Capital Expenditure

Capital Expenditure

Capital Expenditure means:
an improvement (as distinguished from a repair) that will have a life of more than 1 year. Capital expenditures are generally depreciated or depleted over their useful life, as distinguished from repairs, which are subtracted from the income of the current year. Former IRC (check if this IRC provision is current here) §263. Example 1: Collins adds a new 25-room wing to her motel, at a cost of $250,000. The new wing is a capital expenditure. Example 2: Baker, a rancher, has a fence that is in such poor condition that it cannot be repaired. He makes a $50,000 capital expenditure to replace the fence.
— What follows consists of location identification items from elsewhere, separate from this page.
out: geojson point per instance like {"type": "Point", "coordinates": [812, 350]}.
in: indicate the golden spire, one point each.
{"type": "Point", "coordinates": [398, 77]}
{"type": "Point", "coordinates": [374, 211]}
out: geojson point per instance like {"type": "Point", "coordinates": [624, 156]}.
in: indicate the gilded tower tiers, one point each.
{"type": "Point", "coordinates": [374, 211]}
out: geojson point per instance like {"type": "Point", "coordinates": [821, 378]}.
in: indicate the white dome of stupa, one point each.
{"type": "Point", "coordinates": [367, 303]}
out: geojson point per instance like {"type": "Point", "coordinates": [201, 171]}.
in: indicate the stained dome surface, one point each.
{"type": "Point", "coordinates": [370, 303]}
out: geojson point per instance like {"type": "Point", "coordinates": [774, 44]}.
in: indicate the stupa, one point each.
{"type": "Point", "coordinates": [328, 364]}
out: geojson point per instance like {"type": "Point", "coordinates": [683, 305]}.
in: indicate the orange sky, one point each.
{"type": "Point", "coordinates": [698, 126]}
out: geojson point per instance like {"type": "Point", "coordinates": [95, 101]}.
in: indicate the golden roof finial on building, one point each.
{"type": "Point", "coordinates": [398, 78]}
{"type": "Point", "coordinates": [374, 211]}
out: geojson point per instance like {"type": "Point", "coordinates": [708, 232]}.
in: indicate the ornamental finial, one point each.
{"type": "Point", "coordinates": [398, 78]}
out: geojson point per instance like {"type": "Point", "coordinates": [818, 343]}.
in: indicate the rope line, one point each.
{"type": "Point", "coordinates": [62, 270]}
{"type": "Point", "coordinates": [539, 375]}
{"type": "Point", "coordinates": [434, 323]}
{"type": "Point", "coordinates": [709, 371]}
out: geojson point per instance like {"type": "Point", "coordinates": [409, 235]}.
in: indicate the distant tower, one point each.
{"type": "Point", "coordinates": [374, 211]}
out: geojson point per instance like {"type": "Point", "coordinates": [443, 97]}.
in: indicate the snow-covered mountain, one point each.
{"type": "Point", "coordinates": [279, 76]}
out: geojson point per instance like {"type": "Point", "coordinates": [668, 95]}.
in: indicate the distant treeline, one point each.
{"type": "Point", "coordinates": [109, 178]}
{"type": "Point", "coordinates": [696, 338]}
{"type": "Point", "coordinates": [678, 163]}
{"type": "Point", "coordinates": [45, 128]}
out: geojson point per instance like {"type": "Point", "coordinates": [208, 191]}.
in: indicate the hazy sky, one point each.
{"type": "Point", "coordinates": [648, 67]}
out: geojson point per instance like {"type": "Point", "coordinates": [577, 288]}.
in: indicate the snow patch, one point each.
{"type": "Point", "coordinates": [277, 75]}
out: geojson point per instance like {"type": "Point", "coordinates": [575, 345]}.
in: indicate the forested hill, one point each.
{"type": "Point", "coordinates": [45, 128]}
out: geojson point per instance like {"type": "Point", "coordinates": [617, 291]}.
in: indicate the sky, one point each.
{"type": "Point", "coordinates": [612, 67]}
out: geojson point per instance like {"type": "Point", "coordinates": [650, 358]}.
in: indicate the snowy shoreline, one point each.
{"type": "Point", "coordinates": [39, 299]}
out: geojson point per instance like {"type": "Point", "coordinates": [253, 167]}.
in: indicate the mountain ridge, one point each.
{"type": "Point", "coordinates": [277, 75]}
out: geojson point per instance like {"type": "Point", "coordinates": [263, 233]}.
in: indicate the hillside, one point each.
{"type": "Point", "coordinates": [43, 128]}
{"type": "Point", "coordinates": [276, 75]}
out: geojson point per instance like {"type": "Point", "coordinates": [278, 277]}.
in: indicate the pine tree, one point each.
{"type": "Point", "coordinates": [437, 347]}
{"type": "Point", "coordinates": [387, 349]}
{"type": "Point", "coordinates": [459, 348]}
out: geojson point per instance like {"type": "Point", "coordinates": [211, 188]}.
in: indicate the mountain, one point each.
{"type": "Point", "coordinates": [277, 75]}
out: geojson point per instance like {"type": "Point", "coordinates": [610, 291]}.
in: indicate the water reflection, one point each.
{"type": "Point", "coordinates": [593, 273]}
In other words: The cost of a permanent improvement to property. Such expenses, such as adding central air conditioning or an addition to his or her home, increase the property's adjusted tax basis.

U.S. and other Developed Countries International Tax Meaning

Expenditure on improvement rather than repair. Where expenditure is more closely connected with the business income-earning structure than its income earning capacity, it is capital expenditure.

Description and Definition of Capital Expenditure

Costs that are not currently deductible and that are added to the basis of property. A capital expense generally increases the value of property or lengthens its useful life. Repairs, on the other hand, only maintain the property. When added to depreciable property, the cost is deductible over the life of the asset.